Los especialistas dicen que más vale ocuparse que preocuparse. Y esto quiere decir que los problemas de lectura y escritura, antes de un elemento extraño que nos haga abandonar nuestro oficio, son la materia prima con la que trabajamos a diario.
No es fácil, sin embargo. Ocupados como creemos estar con las especificidades de las disciplinas que enseñamos, es verdaderamente difícil pensar también en enseñar a escribir a quienes ya deberían saber hacerlo. Pero es que no han terminado de aprenderlo, y esto no los hace peores; como no los hace peores que tengan que lidiar cotidianamente con Google o Facebook antes que con la biblioteca del abuelo. Tenemos estudiantes diferentes a aquellos que fuimos nosotros, y los que vengan lo serán aún más. Eso hay que aceptarlo de entrada. Así, renunciar a enseñarles otras maneras equivale precisamente a desistir de hacer nuestro trabajo; dejar a los estudiantes solos cuando más lo necesitan.

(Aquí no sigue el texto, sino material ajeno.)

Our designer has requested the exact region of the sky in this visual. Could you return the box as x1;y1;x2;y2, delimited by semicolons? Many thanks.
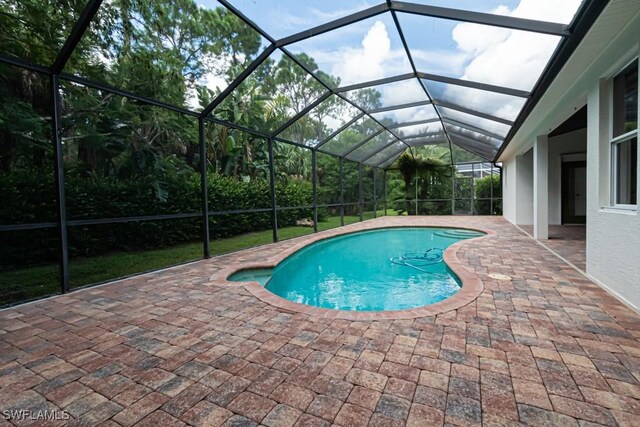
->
199;0;584;148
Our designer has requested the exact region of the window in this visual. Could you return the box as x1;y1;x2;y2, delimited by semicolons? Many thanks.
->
611;60;638;207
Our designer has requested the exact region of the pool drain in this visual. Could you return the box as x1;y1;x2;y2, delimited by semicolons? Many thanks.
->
488;273;512;281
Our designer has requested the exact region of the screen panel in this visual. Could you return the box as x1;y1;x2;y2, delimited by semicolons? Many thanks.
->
66;1;269;111
398;12;562;92
286;12;413;88
278;94;361;147
343;78;429;111
0;0;85;66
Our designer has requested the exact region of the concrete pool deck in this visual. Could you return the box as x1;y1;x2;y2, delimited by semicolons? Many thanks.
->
1;216;639;426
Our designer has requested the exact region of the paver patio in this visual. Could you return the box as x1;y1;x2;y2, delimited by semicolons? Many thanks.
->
1;216;639;426
519;225;586;272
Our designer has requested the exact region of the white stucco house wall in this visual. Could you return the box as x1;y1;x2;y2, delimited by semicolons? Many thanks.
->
499;0;640;310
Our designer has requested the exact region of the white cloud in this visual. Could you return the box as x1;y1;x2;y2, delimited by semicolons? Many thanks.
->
375;104;439;125
410;49;469;76
440;0;583;131
312;21;429;125
262;1;378;39
379;80;427;108
329;21;402;86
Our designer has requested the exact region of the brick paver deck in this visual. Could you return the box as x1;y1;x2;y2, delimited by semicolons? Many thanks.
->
1;216;639;427
519;225;586;272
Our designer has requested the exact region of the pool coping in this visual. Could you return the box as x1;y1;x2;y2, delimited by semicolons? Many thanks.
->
211;221;496;320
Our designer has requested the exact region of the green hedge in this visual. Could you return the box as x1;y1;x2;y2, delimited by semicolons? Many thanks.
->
0;169;315;268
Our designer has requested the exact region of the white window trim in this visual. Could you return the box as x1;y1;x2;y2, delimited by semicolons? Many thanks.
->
609;58;639;210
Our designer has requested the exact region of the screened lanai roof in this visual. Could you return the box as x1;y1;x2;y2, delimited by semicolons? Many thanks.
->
0;0;607;168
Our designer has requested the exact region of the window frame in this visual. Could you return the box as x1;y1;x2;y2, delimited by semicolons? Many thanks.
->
609;58;639;209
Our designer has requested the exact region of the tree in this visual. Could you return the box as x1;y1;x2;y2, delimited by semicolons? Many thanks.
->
474;174;501;215
395;153;451;215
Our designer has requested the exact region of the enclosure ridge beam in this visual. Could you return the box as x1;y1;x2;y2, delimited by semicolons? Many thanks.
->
270;91;333;138
387;118;440;129
61;73;199;117
200;44;276;118
417;78;456;164
391;1;569;36
434;100;514;126
341;128;386;158
367;99;433;114
387;1;454;160
277;3;390;47
416;72;530;98
387;0;432;155
441;118;505;141
336;72;416;93
52;0;103;73
314;112;365;150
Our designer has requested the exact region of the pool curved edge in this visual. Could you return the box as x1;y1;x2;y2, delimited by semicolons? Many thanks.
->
215;223;496;320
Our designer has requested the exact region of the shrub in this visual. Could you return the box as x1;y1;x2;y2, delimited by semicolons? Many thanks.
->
0;169;314;267
474;175;502;215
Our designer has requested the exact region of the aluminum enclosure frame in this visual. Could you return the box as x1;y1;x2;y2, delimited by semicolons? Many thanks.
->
0;0;606;303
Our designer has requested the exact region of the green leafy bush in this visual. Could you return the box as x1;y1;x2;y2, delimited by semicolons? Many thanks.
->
474;175;502;215
0;169;313;267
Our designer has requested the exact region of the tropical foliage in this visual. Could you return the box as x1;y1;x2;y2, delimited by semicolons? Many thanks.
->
394;153;452;215
0;0;501;304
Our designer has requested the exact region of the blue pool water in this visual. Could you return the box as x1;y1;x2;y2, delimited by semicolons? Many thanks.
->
228;227;484;311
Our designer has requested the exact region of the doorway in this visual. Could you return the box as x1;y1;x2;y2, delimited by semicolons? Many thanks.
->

Supongamos, más bien, un alto porcentaje de estudiantes que reprobara al dar con un muy serio profesor. La institución se encontraría entonces con una cantidad de estudiantes que no alcanzan el promedio exigido y que necesitan ser nivelados: tutorías, asesorías individuales, nuevos cursos, otros exámenes: más trabajo, en últimas. Eso es pedagógico. Pero abandonar el trabajo a la mitad parece una contradicción.
Como lo veo, la clave es el compromiso. La universidad debe dar herramientas para que los estudiantes que buscan crecer en un área del conocimiento puedan evidenciar dónde están sus debilidades, y desarrollarlas. Hay que trabajar con los profesores, asesorarlos para que se den cuenta de que cada uno de ellos es un profesor de lengua, y que en la universidad también se enseña a escribir.
Eso, a la larga, significaría una mayor coherencia institucional, y para los alumnos, más claridad y exigencia; pero sobre todo, la oportunidad de hacerse fuertes en aquello que les permitirá enfrentar los retos que exige un país extraviado porque no logra ponerse de acuerdo.